Replace the Wax Filter

Phonak hearing aids use a small wax filter (called a CeruShield Disk) at the tip of the receiver to keep earwax from entering the speaker. When this filter gets clogged, sound is partially blocked and can reflect back into the system, contributing to whistling. It also makes everything sound muffled, so if you’re noticing both reduced clarity and feedback, a clogged filter is a likely culprit.

Replacing it takes about 30 seconds. Remove the earpiece from the speaker by gently pulling them apart. Rotate the CeruShield Disk in the direction of the arrows until a free opening appears under the bin icon. Push the speaker tip into that opening until it clicks, which pulls the old filter out. Then insert the speaker into the opposite opening where a fresh filter is visible, press until it clicks, and the new filter locks into place. Slide the earpiece back over the speaker, and you’re done. Most audiologists recommend checking the filter every week or two and replacing it whenever you see visible wax buildup or notice a drop in sound quality.

Inspect the Tubing

If you wear a behind-the-ear Phonak model with traditional tubing (rather than a thin wire receiver), the plastic tube connecting the hearing aid to your earmold can harden and shrink over time. As it stiffens, it pulls the earmold slightly out of position, breaking the seal. You can spot this by looking for discoloration (the tubing turns yellow or stiff) or by noticing that your earmold doesn’t sit as deeply as it used to.
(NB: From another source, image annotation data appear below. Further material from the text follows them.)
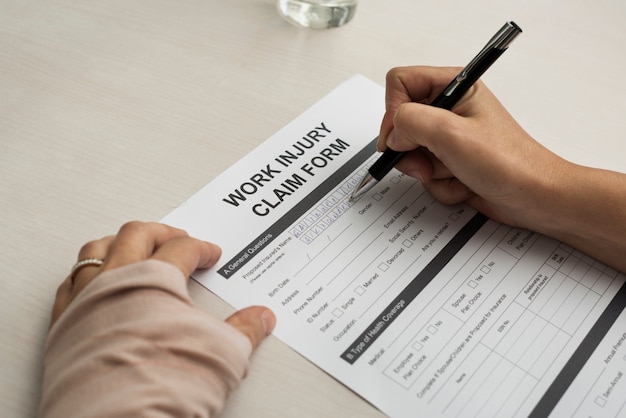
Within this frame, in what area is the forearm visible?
[531,163,626,271]
[40,261,251,417]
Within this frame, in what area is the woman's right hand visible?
[378,67,569,227]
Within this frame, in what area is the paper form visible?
[163,76,626,417]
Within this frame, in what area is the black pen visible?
[350,22,522,200]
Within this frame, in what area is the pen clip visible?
[443,21,522,96]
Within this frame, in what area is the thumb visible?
[226,306,276,350]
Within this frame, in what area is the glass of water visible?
[277,0,357,29]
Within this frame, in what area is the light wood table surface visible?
[0,0,626,417]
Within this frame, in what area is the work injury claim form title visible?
[162,76,626,417]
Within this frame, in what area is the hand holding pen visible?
[350,22,522,200]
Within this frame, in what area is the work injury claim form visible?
[163,75,626,417]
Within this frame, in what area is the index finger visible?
[152,237,222,277]
[101,221,188,271]
[378,66,460,151]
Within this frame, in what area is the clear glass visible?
[277,0,357,29]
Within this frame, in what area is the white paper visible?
[163,76,626,417]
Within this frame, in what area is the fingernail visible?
[387,129,396,148]
[261,309,276,335]
[406,170,424,183]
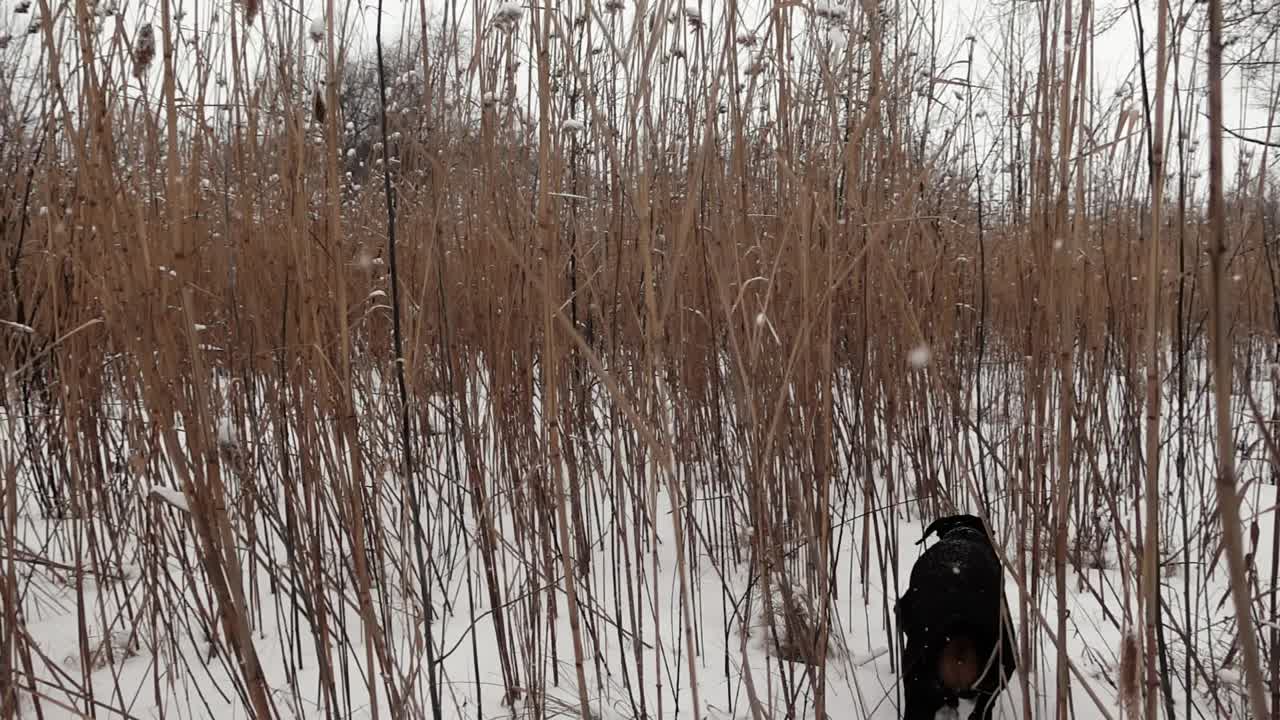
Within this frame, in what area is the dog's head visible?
[916,515,988,544]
Tubing should generally be replaced every three to six months, depending on climate and how oily your skin is. Your audiologist can swap it out in a few minutes during a routine visit. If you notice cracks, kinks, or moisture trapped inside the tube, get it replaced sooner.

Objects That Reflect Sound Back

Sometimes your hearing aids whistle only in specific situations. Holding a phone to your ear, wearing a hat or scarf, hugging someone, or even cupping your hand near your ear can all bounce sound back toward the microphone and trigger momentary feedback. This type of whistling is normal and doesn’t mean anything is wrong with your hearing aid.
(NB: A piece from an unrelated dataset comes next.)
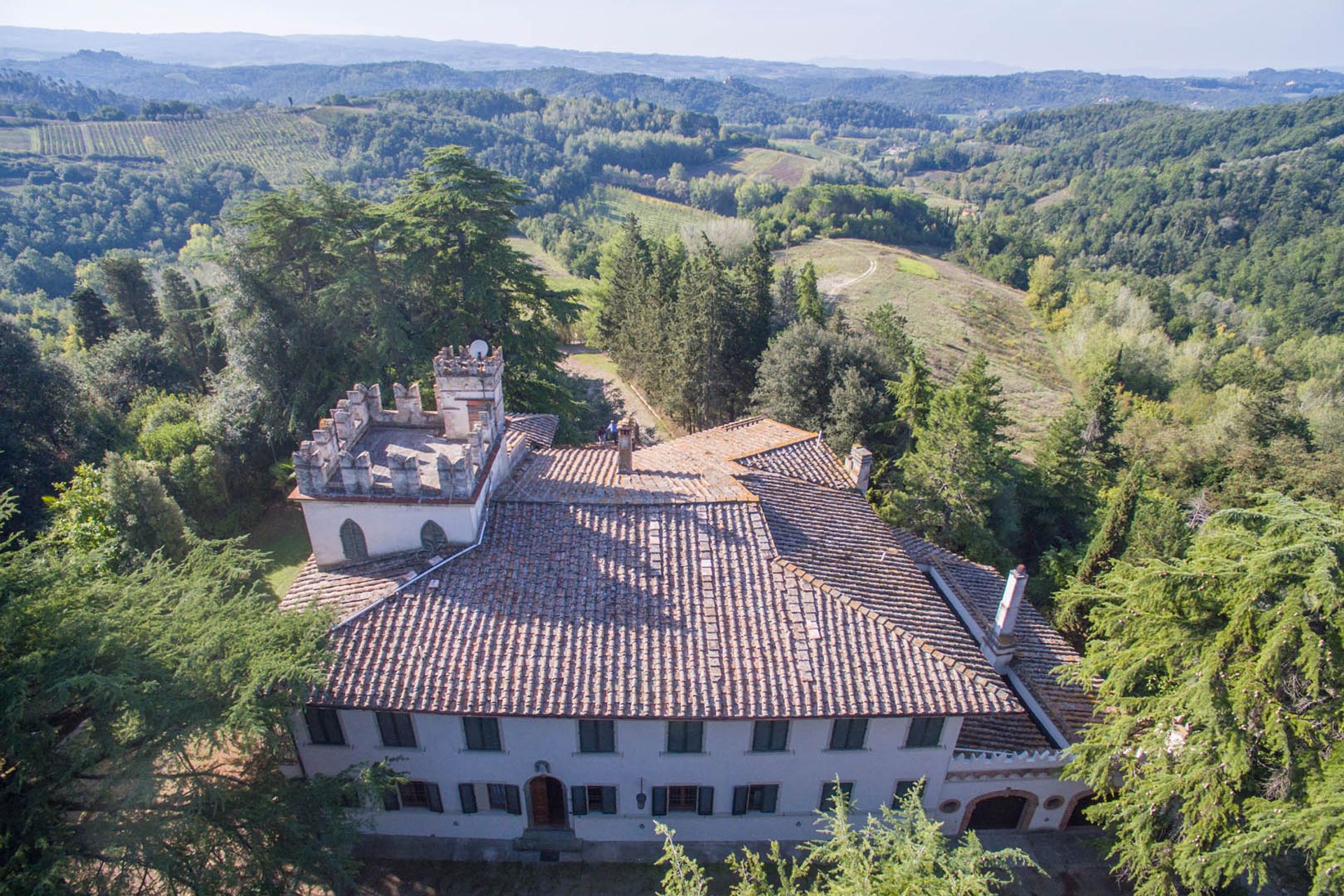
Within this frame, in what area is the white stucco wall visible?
[298,489,485,567]
[294,709,1067,842]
To minimize it, try holding your phone slightly away from your ear or switching to the phone’s speaker mode. If hats consistently cause problems, a looser-fitting style that doesn’t press against the hearing aid housing helps. Phonak aids with Bluetooth streaming can bypass the external microphone entirely for phone calls, which eliminates the feedback path altogether.

Run the Feedback Test in Your Phonak App

Phonak hearing aids include built-in feedback cancellation called WhistleBlock. This system continuously monitors incoming sound, identifies when a signal is genuine feedback versus a natural tone like music, and applies precise cancellation without distorting what you’re hearing. It works automatically in the background, but it needs to be calibrated correctly.
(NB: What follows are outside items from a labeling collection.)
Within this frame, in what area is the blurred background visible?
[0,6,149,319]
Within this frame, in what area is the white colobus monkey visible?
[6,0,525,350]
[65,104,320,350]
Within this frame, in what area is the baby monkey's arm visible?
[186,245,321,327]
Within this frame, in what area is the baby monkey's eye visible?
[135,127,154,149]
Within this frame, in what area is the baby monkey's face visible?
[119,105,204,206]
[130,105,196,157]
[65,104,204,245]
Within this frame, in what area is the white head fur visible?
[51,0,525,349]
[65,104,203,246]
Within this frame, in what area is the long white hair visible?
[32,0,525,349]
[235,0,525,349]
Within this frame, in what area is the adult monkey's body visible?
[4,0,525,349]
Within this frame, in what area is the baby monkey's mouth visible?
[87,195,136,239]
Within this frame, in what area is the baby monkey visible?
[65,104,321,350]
If you haven’t had your hearing aids adjusted recently, the WhistleBlock settings may not match your current ear shape or earmold fit. Your audiologist can re-run the feedback calibration test, which takes about a minute per ear. During this test, the hearing aid plays a series of tones and measures how much sound leaks back to the microphone, then sets the cancellation strength accordingly. After a refit or new earmold, this recalibration is essential.

When Whistling Points to a Hardware Problem

If you’ve checked the fit, cleaned your ears, replaced the wax filter, and lowered the volume but the whistling persists, the issue may be internal. A loose or displaced microphone inside the hearing aid can create feedback that no amount of external troubleshooting will fix. Cracks in the hearing aid shell or housing, even hairline ones that are hard to see, can also allow sound to leak internally.

In these cases, your audiologist can inspect the device under magnification and send it to Phonak for repair if needed. Repairs for internal microphone issues or shell cracks are typically covered under warranty for the first two to three years, depending on your model and purchase terms. If your hearing aids are older and out of warranty, your audiologist can help you weigh repair costs against upgrading to a newer model with stronger feedback management.